Deployment is flexible. n8n Cloud is a managed offering for teams that do not want to run the platform themselves. The self-hosted option is a Docker image with a Postgres or SQLite backing store; most production deployments also configure a queue mode with separate worker processes for horizontal scaling. An enterprise edition adds SSO, role-based access, environment separation, execution auditing, and external secret management.
The licence deserves a note because it occasionally surfaces in decisions. n8n uses the Sustainable Use Licence, a source-available model that permits internal business use and modification but places restrictions on repackaging the product for commercial distribution. For teams using n8n to automate their own operations the licence is typically inert; for teams thinking of offering n8n-as-a-service to third parties, reading the licence text directly is the right first step.
Capability summary
Because this review covers a single platform rather than a comparison, the matrix below summarises where the major capabilities sit and how they are typically accessed in day-to-day work.
| Area | What it covers | Typical surface |
|---|---|---|
| Triggers | Webhooks, schedules, polling, chat/email events, queue messages, form submissions | Trigger nodes attached to the start of a workflow |
| Integrations | SaaS connectors (CRM, support, calendar, messaging, spreadsheets, storage), databases (Postgres, MySQL, MongoDB, Redis) | Pre-built nodes with per-credential scoping |
| Custom logic | Transformations, conditional branches, error branches, aggregations, batching | Core nodes (IF, Switch, Merge, Split in Batches) and Code nodes |
| AI workflows | Agents, RAG pipelines, embedding and retrieval, chat-model orchestration | LangChain-style node set |
| Operations | Execution history, retries, queue-mode workers, environment separation, SSO | Settings, execution view, and enterprise features where applicable |
| Extensibility | Custom community nodes, HTTP Request node for arbitrary APIs, webhook responder nodes | Node package installation (self-hosted), community library |
Where n8n fits
n8n tends to find its place in two distinct roles within an engineering organisation.
The first is as a replacement for a small fleet of one-off glue scripts — the cron-scheduled Python files, the Lambda functions wired together by hand, the shell scripts that sync data between a SaaS tool and a database. Consolidating those into a single platform with centralised execution history, retries, and observability usually pays off quickly, even if no single workflow is particularly complex.
The second, more recent role is as the orchestration layer for AI-assisted workflows. Because the platform already handles connectivity, retries, and structured data flow, wiring a language-model node into an existing automation is often the shortest path to a workable prototype — and, if the result holds up, to a production workflow. The AI nodes are not the only way to use n8n, but they have shifted the platform from "useful automation tool" into "default surface for new integrations" for a growing share of its users.

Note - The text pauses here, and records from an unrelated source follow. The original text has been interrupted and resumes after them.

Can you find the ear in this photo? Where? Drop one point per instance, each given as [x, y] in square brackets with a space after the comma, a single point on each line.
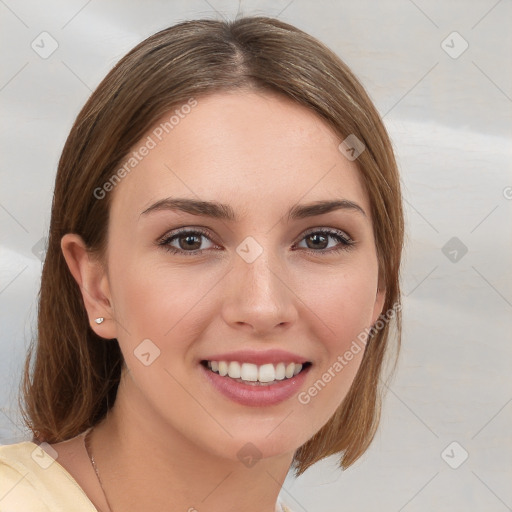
[379, 304]
[92, 279]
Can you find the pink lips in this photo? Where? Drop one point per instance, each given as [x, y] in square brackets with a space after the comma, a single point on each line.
[273, 356]
[257, 395]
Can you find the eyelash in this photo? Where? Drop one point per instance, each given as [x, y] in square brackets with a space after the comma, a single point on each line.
[346, 242]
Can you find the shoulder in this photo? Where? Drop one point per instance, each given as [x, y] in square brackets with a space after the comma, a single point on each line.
[31, 480]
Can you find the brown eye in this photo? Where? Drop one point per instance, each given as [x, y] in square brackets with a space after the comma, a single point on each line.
[318, 241]
[186, 242]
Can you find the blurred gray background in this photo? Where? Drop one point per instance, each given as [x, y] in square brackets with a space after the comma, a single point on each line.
[440, 73]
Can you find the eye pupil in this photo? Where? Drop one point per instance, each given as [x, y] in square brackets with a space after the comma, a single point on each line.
[317, 237]
[189, 241]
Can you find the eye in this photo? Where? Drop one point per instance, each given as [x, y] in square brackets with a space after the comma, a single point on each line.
[188, 241]
[320, 241]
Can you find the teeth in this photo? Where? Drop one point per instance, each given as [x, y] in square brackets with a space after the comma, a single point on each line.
[234, 370]
[249, 372]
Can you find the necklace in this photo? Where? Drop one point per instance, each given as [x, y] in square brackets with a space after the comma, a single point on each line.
[93, 462]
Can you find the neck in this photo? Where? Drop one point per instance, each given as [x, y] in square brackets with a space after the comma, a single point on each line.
[147, 465]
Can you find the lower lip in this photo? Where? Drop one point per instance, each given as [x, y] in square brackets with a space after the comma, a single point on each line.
[256, 396]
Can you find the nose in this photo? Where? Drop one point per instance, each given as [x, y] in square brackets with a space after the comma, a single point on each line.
[260, 297]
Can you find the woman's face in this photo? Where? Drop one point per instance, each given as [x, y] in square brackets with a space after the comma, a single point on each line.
[251, 278]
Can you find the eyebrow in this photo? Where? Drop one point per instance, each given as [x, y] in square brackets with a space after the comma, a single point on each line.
[221, 211]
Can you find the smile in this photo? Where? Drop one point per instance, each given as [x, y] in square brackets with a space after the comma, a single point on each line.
[249, 373]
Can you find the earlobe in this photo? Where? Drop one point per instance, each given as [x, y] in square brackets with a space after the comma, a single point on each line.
[380, 299]
[92, 279]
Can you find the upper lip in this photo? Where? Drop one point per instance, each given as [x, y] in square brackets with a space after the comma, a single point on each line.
[259, 357]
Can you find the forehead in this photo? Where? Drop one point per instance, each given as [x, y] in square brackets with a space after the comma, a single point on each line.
[259, 152]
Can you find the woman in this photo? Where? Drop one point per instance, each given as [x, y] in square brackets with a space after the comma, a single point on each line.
[222, 268]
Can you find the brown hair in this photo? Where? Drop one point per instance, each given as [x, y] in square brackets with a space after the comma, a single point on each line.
[74, 377]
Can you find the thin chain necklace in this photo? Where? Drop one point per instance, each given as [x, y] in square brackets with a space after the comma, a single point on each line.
[93, 462]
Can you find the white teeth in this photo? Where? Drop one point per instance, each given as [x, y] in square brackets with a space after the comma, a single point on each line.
[234, 370]
[253, 373]
[267, 373]
[223, 368]
[280, 371]
[249, 372]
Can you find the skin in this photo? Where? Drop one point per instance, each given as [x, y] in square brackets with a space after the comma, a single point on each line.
[170, 442]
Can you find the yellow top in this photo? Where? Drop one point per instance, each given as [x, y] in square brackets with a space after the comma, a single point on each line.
[31, 480]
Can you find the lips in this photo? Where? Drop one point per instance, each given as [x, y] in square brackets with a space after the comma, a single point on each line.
[256, 378]
[248, 372]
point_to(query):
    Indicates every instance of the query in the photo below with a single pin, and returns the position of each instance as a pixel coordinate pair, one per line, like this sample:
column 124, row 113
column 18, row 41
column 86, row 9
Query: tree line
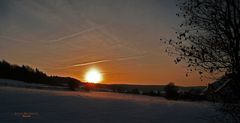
column 30, row 75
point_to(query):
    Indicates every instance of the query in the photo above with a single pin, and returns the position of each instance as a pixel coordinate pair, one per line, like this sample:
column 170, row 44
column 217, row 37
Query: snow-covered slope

For teams evaluating n8n, the decision usually reduces to two questions: whether the integration surface covers the specific SaaS tools involved (it usually does, and the HTTP Request node covers the rest), and whether the organisation prefers to self-host or use the managed service. Neither choice locks the team in — a self-hosted instance can export its workflows as JSON and an n8n Cloud account can import them back — which tends to make n8n a safer long-term bet than closed-source alternatives with similar feature sets.